Setting aside partisan politics and whether President Biden’s Build Back Better Act will be law and what will happen in this November’s midterm elections, the uncertainty and lack of forward progress is causing many Democrats to raise the volume on calls to cancel student loan debt as a means of motivating their base.
Hearing Democratic lawmakers call on the president to cancel some or all of the outstanding student debt in the United States is reviving the debate on whether he can in the first place, according to a published report. It appears that the one thing everyone can agree on is that there is no clear answer whether the president has the authority to unilaterally cancel student loans. Those who argue he doesn’t have the authority say doing so will violate the Appropriations Clause of the Constitution and the 1982 Antideficiency Act, which prohibits the executive branch of the government from spending money without Congressional approval. Those in favor of cancellation say those provisions do not apply to student loan forgiveness and add that the Secretary of Education has “wide authority” when it comes to determining how student loan debts are collected and repaid.

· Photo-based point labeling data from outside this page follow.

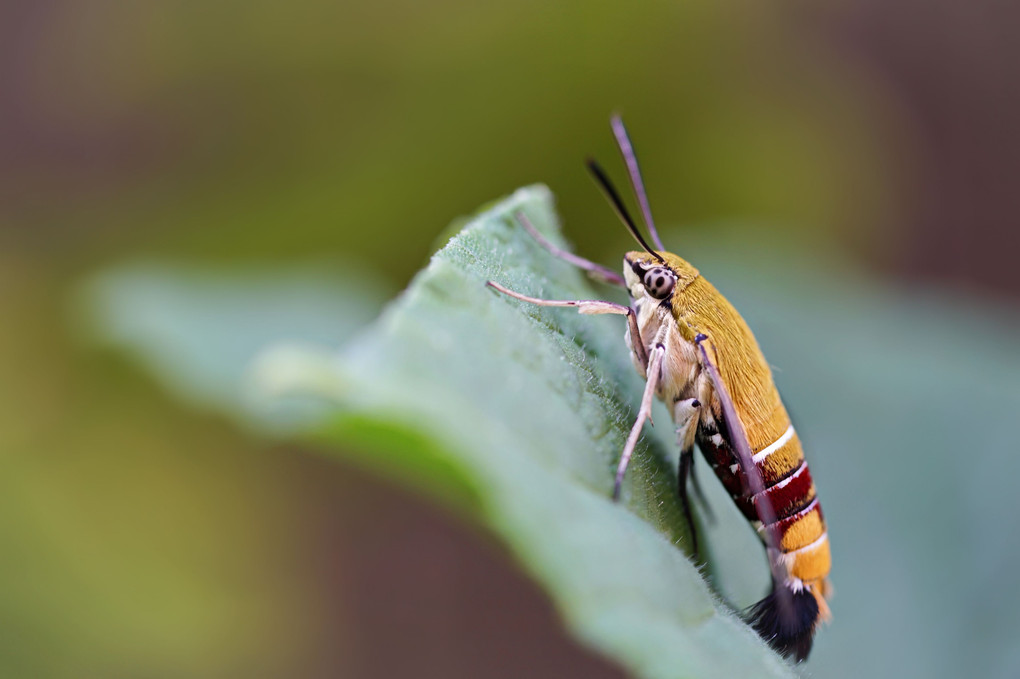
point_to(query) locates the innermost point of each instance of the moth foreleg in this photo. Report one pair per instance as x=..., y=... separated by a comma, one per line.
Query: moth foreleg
x=654, y=375
x=597, y=271
x=686, y=414
x=591, y=307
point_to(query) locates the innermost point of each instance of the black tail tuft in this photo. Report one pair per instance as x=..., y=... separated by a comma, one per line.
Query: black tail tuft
x=788, y=632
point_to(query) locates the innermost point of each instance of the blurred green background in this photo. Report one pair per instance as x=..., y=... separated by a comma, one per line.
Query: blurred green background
x=142, y=537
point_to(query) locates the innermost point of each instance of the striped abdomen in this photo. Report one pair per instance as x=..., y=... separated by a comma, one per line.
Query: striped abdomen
x=786, y=479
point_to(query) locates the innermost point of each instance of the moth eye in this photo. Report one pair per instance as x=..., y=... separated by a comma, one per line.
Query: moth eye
x=659, y=282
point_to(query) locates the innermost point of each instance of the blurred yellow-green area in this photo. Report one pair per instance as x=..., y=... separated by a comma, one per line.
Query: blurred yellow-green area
x=142, y=537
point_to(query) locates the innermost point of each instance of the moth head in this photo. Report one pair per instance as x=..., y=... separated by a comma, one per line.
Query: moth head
x=647, y=275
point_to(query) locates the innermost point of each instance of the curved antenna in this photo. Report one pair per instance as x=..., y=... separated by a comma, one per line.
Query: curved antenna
x=630, y=158
x=614, y=199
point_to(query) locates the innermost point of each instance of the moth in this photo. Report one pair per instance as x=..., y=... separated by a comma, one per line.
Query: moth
x=698, y=355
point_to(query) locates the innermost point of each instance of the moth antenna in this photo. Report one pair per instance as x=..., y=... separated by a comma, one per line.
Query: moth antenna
x=633, y=169
x=614, y=199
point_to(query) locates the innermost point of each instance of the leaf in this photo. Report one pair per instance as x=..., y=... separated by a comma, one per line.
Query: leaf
x=521, y=413
x=906, y=401
x=514, y=414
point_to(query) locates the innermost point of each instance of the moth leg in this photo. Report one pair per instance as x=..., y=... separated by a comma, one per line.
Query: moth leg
x=591, y=307
x=597, y=271
x=699, y=493
x=686, y=413
x=653, y=375
x=755, y=486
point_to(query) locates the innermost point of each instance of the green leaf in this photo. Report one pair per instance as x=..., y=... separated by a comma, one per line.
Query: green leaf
x=514, y=414
x=906, y=401
x=520, y=414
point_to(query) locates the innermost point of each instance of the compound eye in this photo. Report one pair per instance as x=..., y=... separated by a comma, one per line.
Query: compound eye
x=659, y=282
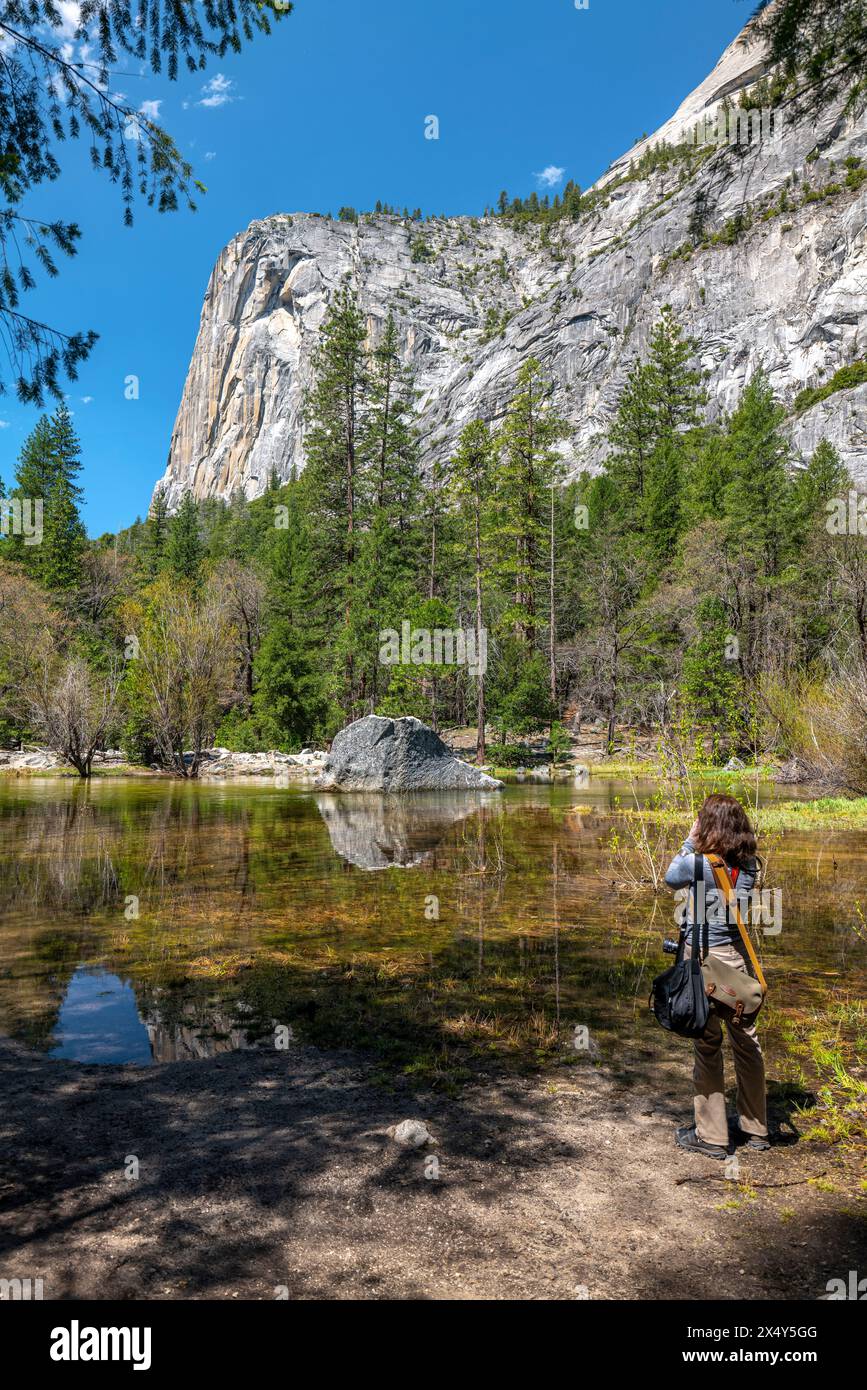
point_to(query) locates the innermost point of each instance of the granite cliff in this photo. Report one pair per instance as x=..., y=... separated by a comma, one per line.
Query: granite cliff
x=760, y=248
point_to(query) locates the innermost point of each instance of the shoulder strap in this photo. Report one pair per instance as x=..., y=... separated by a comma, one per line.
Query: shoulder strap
x=724, y=884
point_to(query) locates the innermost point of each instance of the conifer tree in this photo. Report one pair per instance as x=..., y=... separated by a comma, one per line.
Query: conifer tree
x=185, y=551
x=471, y=487
x=335, y=477
x=528, y=467
x=59, y=566
x=156, y=535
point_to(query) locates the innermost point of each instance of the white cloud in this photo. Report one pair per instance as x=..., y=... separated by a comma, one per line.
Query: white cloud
x=70, y=15
x=550, y=177
x=217, y=92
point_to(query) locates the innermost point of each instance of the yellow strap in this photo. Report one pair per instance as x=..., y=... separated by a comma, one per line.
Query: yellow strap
x=724, y=884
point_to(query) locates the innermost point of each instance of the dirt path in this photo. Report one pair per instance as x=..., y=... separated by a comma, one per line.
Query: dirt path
x=266, y=1169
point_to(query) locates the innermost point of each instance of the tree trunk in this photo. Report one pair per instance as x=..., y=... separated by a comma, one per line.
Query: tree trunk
x=480, y=695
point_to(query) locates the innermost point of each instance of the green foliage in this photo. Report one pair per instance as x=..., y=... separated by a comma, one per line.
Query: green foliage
x=47, y=96
x=185, y=551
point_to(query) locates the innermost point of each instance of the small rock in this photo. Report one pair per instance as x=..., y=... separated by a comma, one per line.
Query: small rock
x=410, y=1133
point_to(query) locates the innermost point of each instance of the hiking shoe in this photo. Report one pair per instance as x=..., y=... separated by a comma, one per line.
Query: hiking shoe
x=687, y=1137
x=759, y=1143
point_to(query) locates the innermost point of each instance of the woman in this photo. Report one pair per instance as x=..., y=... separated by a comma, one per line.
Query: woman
x=723, y=829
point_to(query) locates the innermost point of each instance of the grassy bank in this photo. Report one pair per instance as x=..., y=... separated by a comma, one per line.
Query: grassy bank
x=821, y=813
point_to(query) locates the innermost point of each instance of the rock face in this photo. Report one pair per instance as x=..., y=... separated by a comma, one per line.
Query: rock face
x=474, y=298
x=378, y=754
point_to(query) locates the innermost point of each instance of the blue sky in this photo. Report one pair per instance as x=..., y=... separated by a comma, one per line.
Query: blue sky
x=331, y=110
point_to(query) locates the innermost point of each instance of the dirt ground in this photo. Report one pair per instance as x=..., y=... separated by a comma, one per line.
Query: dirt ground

Ultimately, if the president decides to move forward with some form of wide-scale cancellation, the issue would be whether lawsuits challenging such a move could succeed. Sen. Elizabeth Warren [D-Mass.] has penned a memo outlining that such lawsuits would “likely fail,” because the plaintiffs would be unable to prove how they were wronged — an issue of standing, as anyone in the accounts receivable management industry will recognize.
“Biden has expressed skepticism about blanket forgiveness allowing students who attended elite institutions to have relief and is likely fearing backlash from angry voters who have already paid off their own student loans or who did not choose to pursue higher education due to its cost,” wrote one analyst. “The looming midterm elections will keep deferment and forgiveness on the agenda as the Democratic Party debates the political consequences of each outcome.”